Профессор тщательно, как хирург, вымыл руки и что-то пробормотал на своем языке. Казалось, он раздосадован. Раскладывая инструменты, он ходил по лаборатории и вдруг взял меня за плечи.
— Влюбились? — спросил он чуть изменившимся, каким-то бесцветным голосом.
— Да, — ответила я, глядя ему в лицо.
— А вы знаете, что я женат?
— Да.
— И что у меня дочка — почти ваша ровесница?
— Ей всего четырнадцать.
— Вижу, вы неплохо информированы.
Я знала даже, что он живет в большой квартире на площади Данфер-Рошро, как раз напротив Бельфорского льва [15] В г. Бельфор в ознаменование его героической обороны в войне 1870–1871 гг. был поставлен изваянный из песчаника лев работы скульптора Бартольда. Бронзовая копия этой скульптуры установлена в Париже на площади Данфер-Рошро.
.
— На что же вы надеетесь?
— Ни на что.
— Только это я и могу вам предложить. Мне в моем положении вообще нельзя заводить связи.
— Знаю.
Может быть, он почувствовал мою страсть, преданность, всю силу моей любви? Перед ним ведь была не школьница, влюбившаяся в своего учителя, а женщина. Кроме Ропара, у меня были еще два недолгих романа.
— Странная вы.
И тут он притянул меня к себе и нежно поцеловал, сперва в щеки, потом в губы.
Мы ни разу не были с ним в нормальной спальне. Ни разу не любили друг друга на кровати; не считать же кроватью раскладушку, которую держат у нас на случай, если кто-то останется на ночное дежурство.
В рабочее время он обращается со мной так же, как с остальными, — вежливо, слегка по-отечески, но всегда чуть отчужденно. Я поняла — люди его не интересуют. Да, он посвятил свою жизнь и все силы тому, чтобы исцелять их, облегчить их существование, но каждый отдельный человек ему безразличен.
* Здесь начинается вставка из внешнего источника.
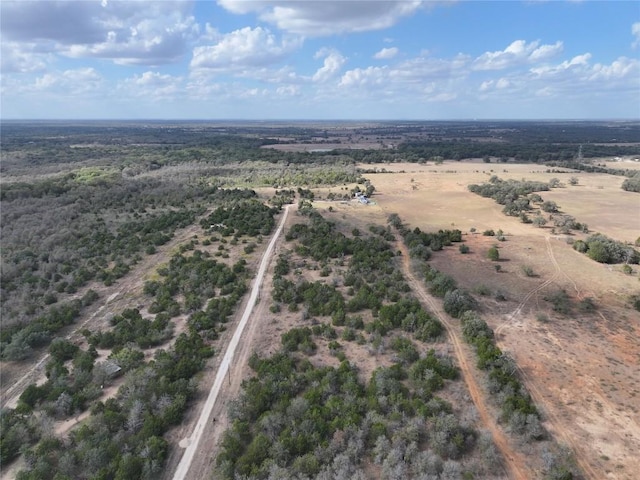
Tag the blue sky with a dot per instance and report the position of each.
(312, 59)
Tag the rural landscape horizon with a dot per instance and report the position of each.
(319, 240)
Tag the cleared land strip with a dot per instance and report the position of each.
(196, 436)
(515, 462)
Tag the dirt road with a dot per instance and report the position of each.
(514, 460)
(193, 442)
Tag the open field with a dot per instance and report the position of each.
(436, 196)
(583, 369)
(580, 366)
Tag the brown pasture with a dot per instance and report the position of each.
(583, 369)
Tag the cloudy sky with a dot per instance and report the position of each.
(312, 59)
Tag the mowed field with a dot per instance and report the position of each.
(583, 369)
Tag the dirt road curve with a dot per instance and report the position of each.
(514, 461)
(193, 442)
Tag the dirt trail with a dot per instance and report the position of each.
(539, 399)
(223, 376)
(515, 461)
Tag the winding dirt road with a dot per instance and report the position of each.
(514, 460)
(193, 442)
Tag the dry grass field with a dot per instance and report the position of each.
(583, 369)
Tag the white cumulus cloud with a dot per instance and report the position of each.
(386, 53)
(517, 53)
(247, 47)
(326, 17)
(333, 63)
(128, 32)
(635, 31)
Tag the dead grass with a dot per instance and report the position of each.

Я часто думала, каков он дома с семьей или с близкими друзьями, если они у него есть. Он в хороших отношениях с другими заведующими отделениями, особенно с кардиологом, но вряд ли это можно назвать дружбой.
Я принадлежу ему. И он к этому привык. Бывает, он неделями не обращает на меня внимания, зная, что я рядом, и так будет всегда, что бы он ни делал.
Я останусь старой девой. Эта перспектива не пугает меня, и, возможно, когда-нибудь, когда м-ль Нееф уйдет на пенсию, я займу ее место.
И все-таки я счастлива. Точней, была бы счастлива, если бы не жила в нашем доме, о котором мне даже не хочется вспоминать. Я чувствую себя виноватой, оттого что испытываю к маме только затаенную жалость. Мне и отца жаль, но еще больше я зла на него за то, что он такой.